The first joint product to emerge from the Google / Broad tie-up will involve bringing Broad Institute’s Genome Analysis Toolkit (GATK) to the Google Cloud Platform and offered as a service. For the uninitiated, the GATK software analyzes “high-throughput genomic sequencing data,” and it has been made available for a while already for free to academics and other non-profit users. More than 20,000 users have processed genomic data through the software to date.
Though the Google Cloud-based version of the service is limited in availability initially, the long-term vision is to let any genomic researcher add, store, and analyse data in the cloud.
Today’s news is the latest in a long line of partnership announcements as the cloud computing titans battle it out to grab the biggest names in medicine and research. Back in March, we reported on how Google hopes to use big data and machine-learning to aid drug discovery. Working with Stanford University, Google published a paper on how using data from different sources can better determine which chemical compounds will serve as “effective drug treatments for a variety of diseases.”

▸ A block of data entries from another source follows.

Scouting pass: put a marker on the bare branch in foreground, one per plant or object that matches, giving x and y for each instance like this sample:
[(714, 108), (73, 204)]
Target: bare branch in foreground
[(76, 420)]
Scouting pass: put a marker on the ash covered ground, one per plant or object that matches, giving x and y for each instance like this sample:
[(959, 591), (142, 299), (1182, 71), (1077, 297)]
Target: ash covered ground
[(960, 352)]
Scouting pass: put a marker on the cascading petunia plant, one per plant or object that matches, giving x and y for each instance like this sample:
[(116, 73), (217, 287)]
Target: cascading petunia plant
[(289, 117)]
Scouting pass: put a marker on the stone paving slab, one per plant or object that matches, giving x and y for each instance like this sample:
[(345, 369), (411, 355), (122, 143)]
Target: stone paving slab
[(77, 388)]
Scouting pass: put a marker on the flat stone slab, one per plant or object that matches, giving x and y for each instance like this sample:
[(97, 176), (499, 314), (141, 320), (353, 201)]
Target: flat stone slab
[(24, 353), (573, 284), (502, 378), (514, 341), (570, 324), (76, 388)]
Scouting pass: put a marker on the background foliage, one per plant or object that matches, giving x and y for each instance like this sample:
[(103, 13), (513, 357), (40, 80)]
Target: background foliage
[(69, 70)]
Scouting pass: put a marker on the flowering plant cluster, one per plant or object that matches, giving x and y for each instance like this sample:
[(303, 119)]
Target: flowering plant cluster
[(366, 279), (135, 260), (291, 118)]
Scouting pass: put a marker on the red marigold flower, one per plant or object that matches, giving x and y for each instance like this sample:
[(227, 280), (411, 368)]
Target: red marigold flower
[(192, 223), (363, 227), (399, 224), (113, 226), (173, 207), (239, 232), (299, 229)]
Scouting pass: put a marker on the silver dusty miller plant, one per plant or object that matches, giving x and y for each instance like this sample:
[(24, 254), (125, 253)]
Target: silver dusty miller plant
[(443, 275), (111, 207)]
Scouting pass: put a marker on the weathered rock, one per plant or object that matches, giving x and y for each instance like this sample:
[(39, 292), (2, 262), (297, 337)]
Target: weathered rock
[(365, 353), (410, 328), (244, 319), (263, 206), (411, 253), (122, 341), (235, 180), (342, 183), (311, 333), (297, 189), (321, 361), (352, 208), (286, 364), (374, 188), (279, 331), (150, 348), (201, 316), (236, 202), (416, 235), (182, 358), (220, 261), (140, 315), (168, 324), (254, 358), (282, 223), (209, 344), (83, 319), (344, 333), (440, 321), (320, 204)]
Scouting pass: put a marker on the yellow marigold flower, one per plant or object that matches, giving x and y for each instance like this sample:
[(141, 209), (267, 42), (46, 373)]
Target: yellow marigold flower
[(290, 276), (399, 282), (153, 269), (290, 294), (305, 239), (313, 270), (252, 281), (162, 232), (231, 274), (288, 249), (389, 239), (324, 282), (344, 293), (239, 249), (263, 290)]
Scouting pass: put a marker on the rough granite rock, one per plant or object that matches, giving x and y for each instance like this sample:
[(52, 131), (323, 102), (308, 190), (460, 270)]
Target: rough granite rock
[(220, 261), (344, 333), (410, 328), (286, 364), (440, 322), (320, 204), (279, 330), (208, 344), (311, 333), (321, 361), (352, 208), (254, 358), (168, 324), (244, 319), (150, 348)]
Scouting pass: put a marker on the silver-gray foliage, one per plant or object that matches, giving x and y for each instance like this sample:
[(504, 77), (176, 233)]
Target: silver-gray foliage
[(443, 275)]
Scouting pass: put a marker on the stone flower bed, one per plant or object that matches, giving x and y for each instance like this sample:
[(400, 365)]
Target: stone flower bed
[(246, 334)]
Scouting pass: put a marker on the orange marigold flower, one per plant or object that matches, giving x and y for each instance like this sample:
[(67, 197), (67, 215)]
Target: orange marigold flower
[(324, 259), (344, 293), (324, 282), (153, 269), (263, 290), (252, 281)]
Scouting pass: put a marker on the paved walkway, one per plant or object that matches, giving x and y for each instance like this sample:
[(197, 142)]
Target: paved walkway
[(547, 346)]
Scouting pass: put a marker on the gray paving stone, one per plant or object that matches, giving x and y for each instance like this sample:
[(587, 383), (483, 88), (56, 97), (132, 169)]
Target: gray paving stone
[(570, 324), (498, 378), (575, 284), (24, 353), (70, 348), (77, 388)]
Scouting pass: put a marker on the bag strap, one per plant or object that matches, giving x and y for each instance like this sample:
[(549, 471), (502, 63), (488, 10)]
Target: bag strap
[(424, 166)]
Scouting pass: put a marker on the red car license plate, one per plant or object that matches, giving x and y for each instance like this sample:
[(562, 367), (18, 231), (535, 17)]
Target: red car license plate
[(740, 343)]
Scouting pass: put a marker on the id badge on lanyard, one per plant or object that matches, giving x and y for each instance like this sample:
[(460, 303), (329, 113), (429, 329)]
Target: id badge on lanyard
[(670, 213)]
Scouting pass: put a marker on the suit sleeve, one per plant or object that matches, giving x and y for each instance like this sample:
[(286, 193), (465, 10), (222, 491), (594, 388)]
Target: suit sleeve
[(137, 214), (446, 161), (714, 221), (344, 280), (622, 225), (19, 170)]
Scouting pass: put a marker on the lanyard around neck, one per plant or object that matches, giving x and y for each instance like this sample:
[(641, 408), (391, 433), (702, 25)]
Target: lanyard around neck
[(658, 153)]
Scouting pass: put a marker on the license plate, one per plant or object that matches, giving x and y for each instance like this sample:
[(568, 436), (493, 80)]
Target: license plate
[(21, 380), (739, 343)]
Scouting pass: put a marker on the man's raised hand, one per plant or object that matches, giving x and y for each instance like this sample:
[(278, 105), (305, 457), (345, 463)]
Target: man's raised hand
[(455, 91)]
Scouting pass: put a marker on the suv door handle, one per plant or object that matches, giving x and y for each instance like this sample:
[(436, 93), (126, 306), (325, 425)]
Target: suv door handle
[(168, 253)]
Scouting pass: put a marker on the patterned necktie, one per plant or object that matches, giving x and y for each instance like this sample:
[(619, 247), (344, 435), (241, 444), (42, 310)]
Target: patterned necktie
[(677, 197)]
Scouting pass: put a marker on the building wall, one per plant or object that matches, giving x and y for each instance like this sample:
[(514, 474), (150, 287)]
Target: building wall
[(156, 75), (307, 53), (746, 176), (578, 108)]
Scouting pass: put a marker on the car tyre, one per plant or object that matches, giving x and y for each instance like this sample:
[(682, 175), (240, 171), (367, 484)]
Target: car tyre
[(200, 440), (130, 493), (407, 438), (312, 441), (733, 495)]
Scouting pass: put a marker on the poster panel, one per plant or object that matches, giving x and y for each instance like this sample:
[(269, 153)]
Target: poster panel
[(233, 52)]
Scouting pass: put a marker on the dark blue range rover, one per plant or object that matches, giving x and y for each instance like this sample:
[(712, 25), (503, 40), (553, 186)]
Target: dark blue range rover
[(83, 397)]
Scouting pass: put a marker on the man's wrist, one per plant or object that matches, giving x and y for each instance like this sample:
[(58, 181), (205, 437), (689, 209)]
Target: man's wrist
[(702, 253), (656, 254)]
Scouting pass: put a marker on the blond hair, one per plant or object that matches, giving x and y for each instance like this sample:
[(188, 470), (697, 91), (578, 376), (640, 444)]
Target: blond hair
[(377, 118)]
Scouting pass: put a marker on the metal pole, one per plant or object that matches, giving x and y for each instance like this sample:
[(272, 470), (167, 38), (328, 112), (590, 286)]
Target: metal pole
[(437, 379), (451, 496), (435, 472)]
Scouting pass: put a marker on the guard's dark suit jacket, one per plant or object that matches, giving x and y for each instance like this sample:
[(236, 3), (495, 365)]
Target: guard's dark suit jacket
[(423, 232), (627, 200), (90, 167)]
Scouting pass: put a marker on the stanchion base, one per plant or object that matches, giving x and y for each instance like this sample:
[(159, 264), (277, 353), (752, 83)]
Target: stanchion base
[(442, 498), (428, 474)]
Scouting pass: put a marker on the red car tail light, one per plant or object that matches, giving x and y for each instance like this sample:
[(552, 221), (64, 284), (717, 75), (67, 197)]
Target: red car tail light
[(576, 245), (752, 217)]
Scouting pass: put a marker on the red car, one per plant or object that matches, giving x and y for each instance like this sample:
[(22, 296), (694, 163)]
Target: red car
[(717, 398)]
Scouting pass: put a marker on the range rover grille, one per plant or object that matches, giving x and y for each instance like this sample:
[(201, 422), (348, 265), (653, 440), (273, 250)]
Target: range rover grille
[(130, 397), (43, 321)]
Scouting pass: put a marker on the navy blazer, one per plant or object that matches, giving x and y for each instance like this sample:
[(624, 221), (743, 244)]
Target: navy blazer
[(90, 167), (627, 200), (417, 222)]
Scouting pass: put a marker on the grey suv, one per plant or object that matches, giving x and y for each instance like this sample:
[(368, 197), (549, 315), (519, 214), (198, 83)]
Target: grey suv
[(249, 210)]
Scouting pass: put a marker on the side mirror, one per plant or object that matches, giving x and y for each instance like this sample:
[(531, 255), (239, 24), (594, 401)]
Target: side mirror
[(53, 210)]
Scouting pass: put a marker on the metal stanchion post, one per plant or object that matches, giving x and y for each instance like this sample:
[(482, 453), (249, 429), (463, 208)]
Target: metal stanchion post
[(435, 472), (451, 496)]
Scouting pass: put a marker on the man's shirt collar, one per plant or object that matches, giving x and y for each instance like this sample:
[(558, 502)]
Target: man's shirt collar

A couple of weeks back, Microsoft announced Project Premonition, which involves using smart traps and drones to capture and transport mosquitoes to help prevent future disease outbreaks. Working with academics from the likes of the Johns Hopkins Bloomberg School of Public Health, part of the project involves identifying diseases and, using recent developments in molecular biology and genetic sequencing, scientists can create cloud-based databases of their research.
In the simplest terms, the cloud computing companies provide the infrastructure, and the academics provide the analytical methodology.